Intrinsic uncertainty is an inherent part of medical practice. However, trainees may have personality traits that predispose them to enhanced levels of uncertainty which can compromise medical care that they provide and increase the degree of stress that they experience. These uncertainty traits can be explored utilising the physician response to uncertainty scale which contains 15 items that evaluate: a) anxiety from uncertainty; b) concerns about bad outcomes; c) the reluctance to disclose uncertainty to patients; and d) evaluates the reluctance to this disclose mistakes to other doctors. This scale is useful in defining the presence of uncertainty in trainees 11and monitoring progress when appropriate interventions are put in place.

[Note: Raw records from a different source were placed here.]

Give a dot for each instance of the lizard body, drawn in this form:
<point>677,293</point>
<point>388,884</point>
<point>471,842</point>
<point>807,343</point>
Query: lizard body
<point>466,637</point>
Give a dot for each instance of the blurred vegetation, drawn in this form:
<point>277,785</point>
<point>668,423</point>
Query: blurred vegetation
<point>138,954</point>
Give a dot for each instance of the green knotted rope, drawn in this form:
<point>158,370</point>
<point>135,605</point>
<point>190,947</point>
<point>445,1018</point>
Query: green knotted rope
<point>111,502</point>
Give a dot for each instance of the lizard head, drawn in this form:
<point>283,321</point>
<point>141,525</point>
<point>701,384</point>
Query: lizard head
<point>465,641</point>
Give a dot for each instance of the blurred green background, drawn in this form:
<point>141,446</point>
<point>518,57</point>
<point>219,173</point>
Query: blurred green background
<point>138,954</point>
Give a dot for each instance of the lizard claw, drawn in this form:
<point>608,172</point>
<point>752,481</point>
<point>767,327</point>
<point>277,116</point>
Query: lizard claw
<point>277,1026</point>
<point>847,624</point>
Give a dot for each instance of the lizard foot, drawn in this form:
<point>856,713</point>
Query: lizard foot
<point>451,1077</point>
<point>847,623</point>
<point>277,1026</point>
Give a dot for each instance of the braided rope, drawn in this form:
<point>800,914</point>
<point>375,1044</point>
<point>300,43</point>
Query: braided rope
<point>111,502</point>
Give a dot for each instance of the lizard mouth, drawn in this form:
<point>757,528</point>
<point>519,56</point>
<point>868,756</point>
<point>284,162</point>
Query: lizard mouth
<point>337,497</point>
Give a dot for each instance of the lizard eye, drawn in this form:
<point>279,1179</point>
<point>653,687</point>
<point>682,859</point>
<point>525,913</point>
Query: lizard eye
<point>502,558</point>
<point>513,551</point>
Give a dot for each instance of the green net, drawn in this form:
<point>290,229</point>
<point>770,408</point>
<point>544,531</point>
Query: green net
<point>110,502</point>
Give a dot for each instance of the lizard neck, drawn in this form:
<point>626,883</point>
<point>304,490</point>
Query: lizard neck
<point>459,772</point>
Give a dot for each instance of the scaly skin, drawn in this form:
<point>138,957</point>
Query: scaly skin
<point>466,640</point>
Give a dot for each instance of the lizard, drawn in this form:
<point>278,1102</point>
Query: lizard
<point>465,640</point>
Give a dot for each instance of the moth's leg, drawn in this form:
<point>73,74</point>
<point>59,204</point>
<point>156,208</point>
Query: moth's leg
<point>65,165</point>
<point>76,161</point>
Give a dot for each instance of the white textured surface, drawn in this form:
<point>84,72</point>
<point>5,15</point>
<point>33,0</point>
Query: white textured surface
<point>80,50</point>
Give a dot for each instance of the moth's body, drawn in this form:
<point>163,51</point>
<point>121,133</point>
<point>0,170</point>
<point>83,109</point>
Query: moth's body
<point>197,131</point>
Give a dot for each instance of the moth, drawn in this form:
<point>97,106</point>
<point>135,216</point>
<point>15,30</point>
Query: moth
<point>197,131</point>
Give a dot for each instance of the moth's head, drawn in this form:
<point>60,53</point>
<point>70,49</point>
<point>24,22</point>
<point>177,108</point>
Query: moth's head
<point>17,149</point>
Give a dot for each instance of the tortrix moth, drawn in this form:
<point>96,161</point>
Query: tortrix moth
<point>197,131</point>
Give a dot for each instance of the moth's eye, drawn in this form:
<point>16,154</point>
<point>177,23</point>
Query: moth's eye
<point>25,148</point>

Uncertainty can be modified through the enhancement of trainee resilience12. Resilient doctors have low levels of emotional exhaustion and feelings of depersonalisation with a high rate of personal accomplishment. Trainee resilience is enhanced when a doctor enjoys his or her work, undertakes personal reflection, has a recognition of the limitations that medicine can achieve and has an ability to demarcate work from home life13. These skills must be both taught and practiced early in a doctor’s career to facilitate wellbeing and lessen uncertainty levels. While uncertainty is both informational and intrinsic, it can be modified through the appropriate teaching of knowledge related skills, inclusive of EBM strategies and the development of enhanced personal care skills, which should be incorporated into the training process, thus reducing the current distress that is being experienced by trainees in the medical profession giving credence to the maxim an ounce of prevention is work a pound of cure.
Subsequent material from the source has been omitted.